There are clearly three moments. From 1998 to 2015, primary spending grew by 5.1 percentage points (pp) of output, or 0.28 pp per year. From 2016 to 2019, primary spending remains constant at around 19%. And in the biennium 2021 and 2022, after the big leap due to the epidemic in 2020, spending remained constant at around 18% of GDP. Paulo Guedes promoted a strong fiscal adjustment, equivalent to that of Palocci in 2003.

Two facts are clear. First, the spending ceiling has achieved its objective and prevented further growth in spending. It freed us from the inflationary abyss. Second, apparently the Brazilian political economy and society do not tolerate primary government spending below 19% of GDP.

The generalized discourse of cursed inheritance applied to the legacy of Paulo Guedes in the fiscal area – after handing over the government with a primary surplus, public spending around 18% of GDP, lower indebtedness and with state-owned companies generating cash and little indebtedness –, as well as the strong support from the National Congress and civil society for the increase in public spending promoted by President Lula in 2023, fully illustrate the difficulty we have to live with spending below 19% of GDP.

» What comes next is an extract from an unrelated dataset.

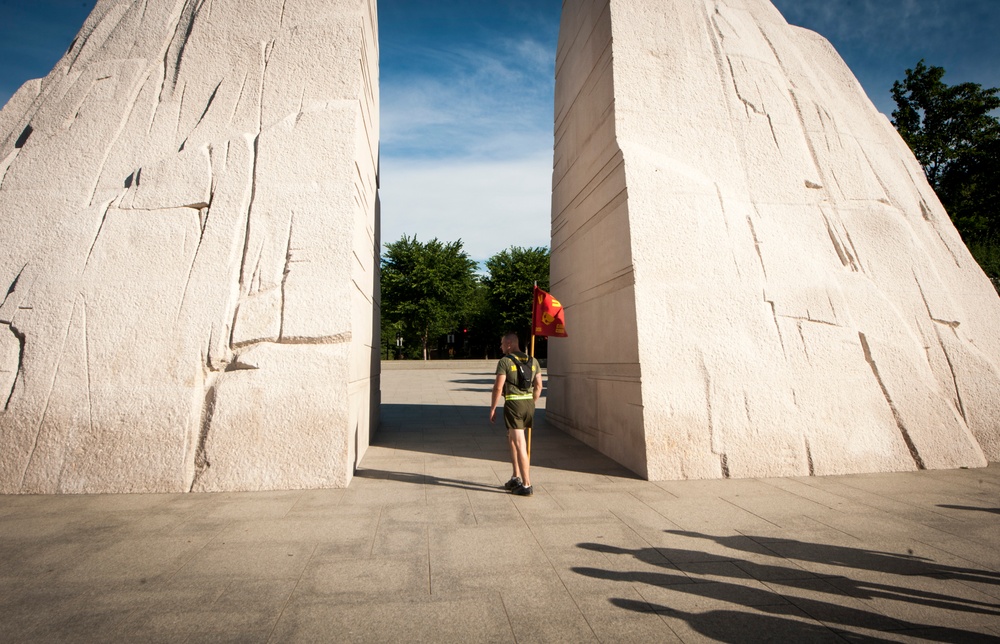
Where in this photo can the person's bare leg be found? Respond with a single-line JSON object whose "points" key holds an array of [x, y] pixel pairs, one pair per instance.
{"points": [[520, 446], [513, 453]]}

These facts indicate that the National Congress and society, just as they supported the increase in public spending promoted by the Transition PEC, now need to support Minister Fernando Haddad in his initiatives to increase the tax burden. Attacking tax planning strategies of companies that operate on a real profit basis is a good start. But it will be necessary at some point to face the greatest source of tax avoidance that are given by the special, simple and presumed profit tax regimes.